団塊的“It's me”

喜寿老(きじゅろう77歳)の道草随筆 月・水・金の週と火・木の週交互に投稿。土日祭日休み

中東難民とバルカンルート

2015年09月15日 | Weblog

 中東の難民がバルカンルートを経てドイツへ押し寄せている。バルカンルートとはトルコ~ギリシャ~マケドニア~セルビア~ハンガリー~オーストリア~ドイツの行程を指す。妻はバルカンルートの経由国旧ユーゴスラビア(現セルビア)の首都ベオグラードで1997年から2000年の10月まで医務官として在任した。私も同行した。途中経済封鎖やNATО軍の空爆があった時期だった。

 経済封鎖を受けていたので物資調達でオーストリアへほぼ月一回順番で買い出しに行った。その道筋は現在中東からの難民が押し寄せているバルカンルートの一部である。個人的にもガソリン調達がままならなかったので閉塞した生活から逃れるために妻と週末ベオグラードからハンガリーへガソリンを買うためにドライブがてら出かけた。旧ユーゴスラビア国内のハンガリーへの幹線道路の交通量は少なかった。しかしハンガリーと旧ユーゴスラビアの国境はいつも混雑していた。社会主義国の影響か出入国を管理する役人たちはのんびり仕事をする。食事時間、休憩時間が来れば、窓口を閉めてしまう。効率的能率的という概念は持っていない。

 旧ユーゴスラビアの道路脇にはガラス瓶に入ったガソリンを売る人がよく立っていた。国境といっても国境線すべてが管理されているわけではない。ルーマニア、ボスニアヘルツゴビナなどから密輸された物資が国境を超えて入り込み出回っていた。

 国境、陸続きの国境は日本にない。島国の日本は国境がないことで利点もあれば欠点もある。今回の中東からの難民がドイツを目指しているのも日本人には理解できない現象である。日本人であれ何人であれ出国する時も入国するにもパスポートやビザの検査を受けなければならない。外国で出入国するにも同じである。難民の多くはパスポートもビザも持たない。ではなぜバルカンルート諸国を通過できるのか。中東の難民はドイツを目指す。通過国はどこも厄介者である難民が少しでも早く通り抜けて行ってほしいと願っている。厄介者と思うからこそ、ハンガリーで取材中の女性記者が難民を足蹴りするような事件が起こる。中東の難民は通過国であるギリシャ、マケドニア、セルビア、ハンガリー、オーストリアに住もうとは思わない。おそらく難民の間で情報が拡がっていてドイツを目指すのだろう。

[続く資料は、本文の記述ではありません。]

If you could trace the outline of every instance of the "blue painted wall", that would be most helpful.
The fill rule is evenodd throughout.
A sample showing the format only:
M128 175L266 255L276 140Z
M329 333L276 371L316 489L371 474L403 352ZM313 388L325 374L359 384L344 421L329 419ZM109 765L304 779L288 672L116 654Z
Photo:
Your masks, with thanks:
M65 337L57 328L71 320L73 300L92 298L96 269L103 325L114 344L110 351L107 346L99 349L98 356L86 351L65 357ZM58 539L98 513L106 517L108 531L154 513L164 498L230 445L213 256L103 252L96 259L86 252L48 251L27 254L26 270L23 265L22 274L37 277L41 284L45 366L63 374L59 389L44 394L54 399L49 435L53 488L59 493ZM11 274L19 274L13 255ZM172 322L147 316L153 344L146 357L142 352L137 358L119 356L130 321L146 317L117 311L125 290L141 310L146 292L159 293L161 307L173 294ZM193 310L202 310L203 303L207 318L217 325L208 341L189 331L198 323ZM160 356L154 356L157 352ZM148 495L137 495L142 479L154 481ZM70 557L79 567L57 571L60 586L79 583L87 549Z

 旧ユーゴスラビアのベオグラードに住んでいた時のことだった。12月幹線道路を車で走っているとまるで砂漠のキャラバン隊のように列になって走行する車の一団に出会った。セルビア人の運転手に尋ねるとドイツで働くトルコ人がクリスマス休暇でトルコに帰るのだと言う。ほとんどがワゴン車で車の屋根の上にも荷物をたくさん積んで人も乗れるだけ乗っている状態で走行していた。彼らは旧ユーゴスラビアをただトルコに向かって通過するだけである。セルビア人の運転手はトルコ人の一団が食事などで道路脇に停車して煮炊きしたり畑でトイレをする。片づけも掃除もしないので迷惑だと怒っていた。

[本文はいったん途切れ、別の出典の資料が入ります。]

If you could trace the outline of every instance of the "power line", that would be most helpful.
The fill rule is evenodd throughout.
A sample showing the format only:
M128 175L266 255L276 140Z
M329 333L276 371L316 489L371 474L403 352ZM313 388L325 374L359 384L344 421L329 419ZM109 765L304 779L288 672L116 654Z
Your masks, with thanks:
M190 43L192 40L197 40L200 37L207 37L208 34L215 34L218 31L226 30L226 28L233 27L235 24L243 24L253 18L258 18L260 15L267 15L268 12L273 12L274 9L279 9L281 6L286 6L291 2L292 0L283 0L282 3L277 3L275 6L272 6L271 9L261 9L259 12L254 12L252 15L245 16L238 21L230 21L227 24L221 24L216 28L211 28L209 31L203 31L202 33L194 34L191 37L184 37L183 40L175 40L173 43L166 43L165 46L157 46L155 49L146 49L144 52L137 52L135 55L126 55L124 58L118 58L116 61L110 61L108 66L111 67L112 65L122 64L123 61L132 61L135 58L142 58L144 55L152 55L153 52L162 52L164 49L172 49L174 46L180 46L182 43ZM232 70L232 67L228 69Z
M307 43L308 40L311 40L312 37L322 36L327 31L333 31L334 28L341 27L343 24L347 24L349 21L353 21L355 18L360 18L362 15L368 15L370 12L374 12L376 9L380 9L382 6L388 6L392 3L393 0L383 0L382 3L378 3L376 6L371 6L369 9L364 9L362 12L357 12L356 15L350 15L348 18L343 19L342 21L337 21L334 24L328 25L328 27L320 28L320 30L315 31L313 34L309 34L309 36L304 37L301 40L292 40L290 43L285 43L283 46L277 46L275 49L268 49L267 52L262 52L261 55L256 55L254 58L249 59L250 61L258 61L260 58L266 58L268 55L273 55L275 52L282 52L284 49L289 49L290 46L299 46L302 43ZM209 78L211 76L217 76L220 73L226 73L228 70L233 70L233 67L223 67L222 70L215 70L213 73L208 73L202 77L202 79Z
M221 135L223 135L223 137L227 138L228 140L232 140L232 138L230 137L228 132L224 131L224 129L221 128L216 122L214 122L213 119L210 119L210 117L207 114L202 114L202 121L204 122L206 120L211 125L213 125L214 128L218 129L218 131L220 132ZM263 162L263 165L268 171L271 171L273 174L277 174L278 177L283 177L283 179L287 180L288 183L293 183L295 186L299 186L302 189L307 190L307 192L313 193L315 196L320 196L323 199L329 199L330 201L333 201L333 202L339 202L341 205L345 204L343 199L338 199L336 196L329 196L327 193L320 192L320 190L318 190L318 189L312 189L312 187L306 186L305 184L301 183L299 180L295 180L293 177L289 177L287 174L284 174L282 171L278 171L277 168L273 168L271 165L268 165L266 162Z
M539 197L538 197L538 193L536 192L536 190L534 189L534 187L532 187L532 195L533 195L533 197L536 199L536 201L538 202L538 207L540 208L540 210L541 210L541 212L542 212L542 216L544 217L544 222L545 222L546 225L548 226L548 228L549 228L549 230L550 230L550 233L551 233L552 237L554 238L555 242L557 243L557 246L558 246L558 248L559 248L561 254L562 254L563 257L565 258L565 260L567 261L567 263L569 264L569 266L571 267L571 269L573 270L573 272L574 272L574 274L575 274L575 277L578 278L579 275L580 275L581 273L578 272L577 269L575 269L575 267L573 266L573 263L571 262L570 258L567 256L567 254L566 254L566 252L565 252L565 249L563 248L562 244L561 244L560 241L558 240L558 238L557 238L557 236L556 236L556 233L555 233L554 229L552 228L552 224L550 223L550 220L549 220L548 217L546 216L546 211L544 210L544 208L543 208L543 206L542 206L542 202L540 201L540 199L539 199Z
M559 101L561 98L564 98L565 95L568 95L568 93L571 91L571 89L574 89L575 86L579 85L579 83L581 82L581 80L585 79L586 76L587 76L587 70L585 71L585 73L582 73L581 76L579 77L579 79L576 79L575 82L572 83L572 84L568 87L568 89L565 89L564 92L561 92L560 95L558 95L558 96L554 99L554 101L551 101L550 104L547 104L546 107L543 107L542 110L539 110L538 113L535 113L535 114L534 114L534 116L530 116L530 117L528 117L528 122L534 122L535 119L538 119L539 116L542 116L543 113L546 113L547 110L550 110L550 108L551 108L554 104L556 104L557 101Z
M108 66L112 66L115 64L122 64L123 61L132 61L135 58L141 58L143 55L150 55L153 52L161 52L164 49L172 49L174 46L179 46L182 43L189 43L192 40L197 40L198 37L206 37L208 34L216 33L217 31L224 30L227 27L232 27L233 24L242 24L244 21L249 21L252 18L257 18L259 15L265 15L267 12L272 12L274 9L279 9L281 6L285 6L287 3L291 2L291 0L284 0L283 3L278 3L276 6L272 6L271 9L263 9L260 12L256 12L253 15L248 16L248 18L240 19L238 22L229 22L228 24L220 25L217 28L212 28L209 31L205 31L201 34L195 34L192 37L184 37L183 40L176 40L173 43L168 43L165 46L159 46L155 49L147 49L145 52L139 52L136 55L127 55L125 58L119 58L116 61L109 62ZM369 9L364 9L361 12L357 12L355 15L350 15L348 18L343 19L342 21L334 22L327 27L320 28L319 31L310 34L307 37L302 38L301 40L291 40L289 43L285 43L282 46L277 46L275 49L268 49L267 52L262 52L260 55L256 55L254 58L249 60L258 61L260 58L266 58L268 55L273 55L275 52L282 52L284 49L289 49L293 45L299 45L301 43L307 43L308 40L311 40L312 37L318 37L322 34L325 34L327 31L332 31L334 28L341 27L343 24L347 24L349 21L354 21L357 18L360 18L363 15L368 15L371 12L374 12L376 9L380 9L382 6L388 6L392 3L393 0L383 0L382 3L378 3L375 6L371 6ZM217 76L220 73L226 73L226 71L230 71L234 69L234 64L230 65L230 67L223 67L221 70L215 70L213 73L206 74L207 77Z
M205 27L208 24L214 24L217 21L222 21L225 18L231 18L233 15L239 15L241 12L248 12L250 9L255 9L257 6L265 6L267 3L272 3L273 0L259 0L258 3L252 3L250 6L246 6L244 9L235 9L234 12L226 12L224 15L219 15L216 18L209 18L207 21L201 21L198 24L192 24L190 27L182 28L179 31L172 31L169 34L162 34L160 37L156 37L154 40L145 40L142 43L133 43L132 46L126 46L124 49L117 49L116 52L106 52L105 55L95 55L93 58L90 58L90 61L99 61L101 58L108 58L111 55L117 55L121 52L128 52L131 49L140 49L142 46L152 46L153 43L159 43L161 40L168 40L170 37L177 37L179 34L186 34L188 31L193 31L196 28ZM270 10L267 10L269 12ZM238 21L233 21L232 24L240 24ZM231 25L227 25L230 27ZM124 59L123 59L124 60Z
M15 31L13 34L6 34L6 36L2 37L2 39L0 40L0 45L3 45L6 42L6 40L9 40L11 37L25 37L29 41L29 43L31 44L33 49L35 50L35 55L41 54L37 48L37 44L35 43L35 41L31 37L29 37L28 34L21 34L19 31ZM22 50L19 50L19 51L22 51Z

 今回の何千人何万人という難民が通過するバルカンルート諸国ではきっと同じ問題があると推測する。かつてガルブレイスは『大衆的貧困の本質』で「貧しさから逃れるには貧しい国から先進国に移住することだ」と書いた。セネガルでもネパールでもチュニジアでも貧しさから逃れるために先進国へ行きたいという人々に数多く出会った。大金を使って密入国を試みても失敗して強制送還される者は後を絶たない。正規の手続きをして移住するのは今日ではとても難しい。世の中は公平平等には決してできていない。厳法があっても超法規的処置によって救済されることもある。常に人間は運不運のイタズラのおもちゃにされているように感じる。

  難民のニュースを観るたびに私が使わざるをえなかった12月のトルコ人集団が使ったベオグラード郊外の廃業したドライブインの公衆トイレの足の踏み場もないおぞましい内部が思い出される。バルカンルートの多くの地で現在見られる光景であろう。難民問題は重大過ぎて私にはどうしたらいいのかわからない。人間はどんなに偉そうにしていても食べて排泄しなければならない。その行為が他人の迷惑にならないようにしていることぐらいしか私にはできない。今回の茨城常総市での水害のように、ひとたび災害にあえば、それさえできそうにない。落ち込むばかりである。